The recall effort’s supporters and detractors so far have been split along party lines. According to Ballotpedia, a political encyclopedia website, backers of the recall include the California Republican Party, who on Saturday announced they would be donating $125,000 thousand to the campaign. Other supporters include former Republican state Senator John Moorlach (R), former Republican mayor of San Diego Kevin Faulkner Faulconer (R), and 2018 gubernatorial Republican candidate John Cox (R), who lost to Newsom by 24 points that year. Those opposed to the recall include the Democratic Party of California, the National Union of Healthcare Workers, three current Democratic lawmakers and President Joe Biden.

CSUDH associate professor and chair of the political science department Salvatore Russo forecast Newsom is holding onto his seat even if the recall election is triggered.

“I know Major Williams and John Cox have both been trying to establish the ground game necessary to defeat the governor, but I think any republican challenger faces an uphill battle,” said Russo. “Despite some Democratic dissatisfaction with Newsom, the party will likely solidify around him during the recall.”

If a recall election is triggered for later this year, it will not be the first in California. In 2003 former Gov. Gray Davis lost a recall election and was replaced with Arnold Schwarzenegger.

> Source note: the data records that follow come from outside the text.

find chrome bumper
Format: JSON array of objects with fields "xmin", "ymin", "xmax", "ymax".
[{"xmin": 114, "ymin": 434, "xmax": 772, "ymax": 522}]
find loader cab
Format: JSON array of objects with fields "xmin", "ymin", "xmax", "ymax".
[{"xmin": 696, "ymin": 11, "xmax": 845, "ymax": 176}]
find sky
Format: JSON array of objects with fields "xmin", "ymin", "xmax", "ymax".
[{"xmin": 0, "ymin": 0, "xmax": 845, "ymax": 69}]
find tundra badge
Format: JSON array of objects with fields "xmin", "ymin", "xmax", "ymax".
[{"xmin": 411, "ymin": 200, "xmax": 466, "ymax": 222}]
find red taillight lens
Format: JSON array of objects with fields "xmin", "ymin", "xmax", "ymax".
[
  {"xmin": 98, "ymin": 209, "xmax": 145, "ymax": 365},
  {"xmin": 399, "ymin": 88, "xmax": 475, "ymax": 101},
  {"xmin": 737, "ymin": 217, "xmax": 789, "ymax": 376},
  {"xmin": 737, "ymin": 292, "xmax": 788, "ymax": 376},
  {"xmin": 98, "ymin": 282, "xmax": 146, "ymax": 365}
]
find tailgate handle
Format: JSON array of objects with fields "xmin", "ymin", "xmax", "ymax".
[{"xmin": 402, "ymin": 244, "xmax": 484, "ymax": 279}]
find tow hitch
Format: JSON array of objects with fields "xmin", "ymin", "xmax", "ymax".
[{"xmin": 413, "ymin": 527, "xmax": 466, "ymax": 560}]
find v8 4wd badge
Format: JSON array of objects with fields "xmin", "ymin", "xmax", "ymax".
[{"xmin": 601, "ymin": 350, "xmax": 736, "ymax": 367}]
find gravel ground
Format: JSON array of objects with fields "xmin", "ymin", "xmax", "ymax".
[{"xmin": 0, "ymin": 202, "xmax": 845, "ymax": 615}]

The earliest a potential recall election would take place is mid-summer. The recall campaign has until the March 17 deadline to submit their signatures to each county. Each county has until April 29, to verify the collected signatures and submit them to the state.

Anyone who signed the recall petition then has 30 days to remove their signature, if wished. The state then verifies the collected signatures and the lieutenant governor will announce a recall election no less than 60 days after state verification.

So far two supporters of the recall campaign have announced bids to take on Newsom. Businessman John Cox already ran for governor against Newsom in 2018 and lost by a 62 to 38 margin. Also announcing his bid is former San Diego Mayor, Kevin Faulconer, who was the only Republican mayor of a city of over 1 million people in the United States, before he was termed out of office last year.